Казалось бы, в наш жестокий век боль в сердце и ветер на мосту не тема для горестных воспоминаний, но именно так погибают все доходяги — в лагерях и на воле. Они через силу идут, идут, а там свалятся, и крышка... (Вот почему для меня такси важнее хлеба.) Свалившись, доходяга иногда проползает несколько шагов, вероятно, по инерции... Я видела много доходяг на воле и потому считаю мгновенную смерть — даже от горсточки свинца — удачей. Разные бывают удачи, но кое-кто поймет эту удачу профессионального доходяги.
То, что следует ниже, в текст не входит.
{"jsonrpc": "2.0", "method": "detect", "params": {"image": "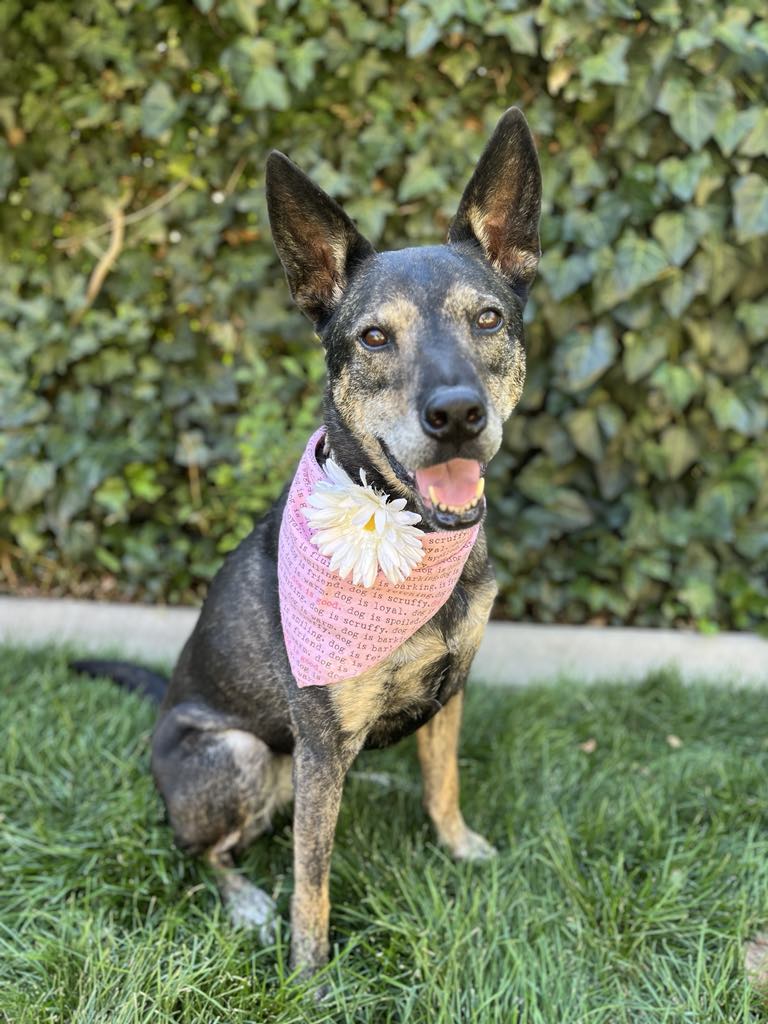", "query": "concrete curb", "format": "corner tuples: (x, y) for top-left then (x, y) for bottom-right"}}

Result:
(0, 597), (768, 687)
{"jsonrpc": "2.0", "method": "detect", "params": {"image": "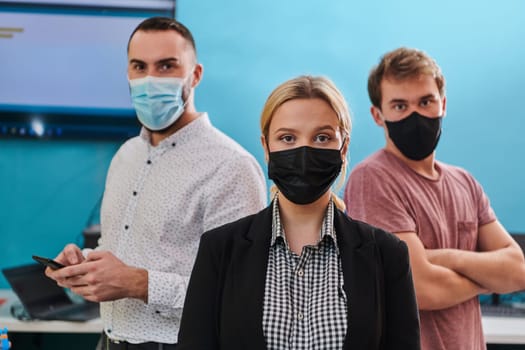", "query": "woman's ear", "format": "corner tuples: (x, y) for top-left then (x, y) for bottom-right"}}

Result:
(341, 135), (350, 162)
(261, 135), (269, 163)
В Калинине, проходя по мосту уже одна, я каждый раз видела эту ночь и задыхающегося, еле бредущего человека. Вот тогда, думала я, лучше бы броситься вниз — в холодную воду... Река еще не стала, можно было утонуть. Или умереть от инфаркта (мы тогда еще не знали этого слова)... Но, умри он тогда на мосту, я бы не знала, что он избавлен от еще горшей муки — будущее для нас закрыто. Видно, каждому надо пройти свой путь до конца и благословить смерть, которую недаром называют избавительницей. Я так погружалась в себя, переходя Волгу по длинному мосту, что, если, случалось, меня окликал какой-нибудь прохожий или знакомый, я смотрела на него диким невидящим взглядом. Меня даже спрашивали, что со мной, не заболела ли я... Объяснить, что у меня болезнь эпохи — оцепенение, разговор со смертью, я не решалась. Видевшие меня в такие дни говорили, что я чокнутая. Они не знали, что они тоже чокнутые.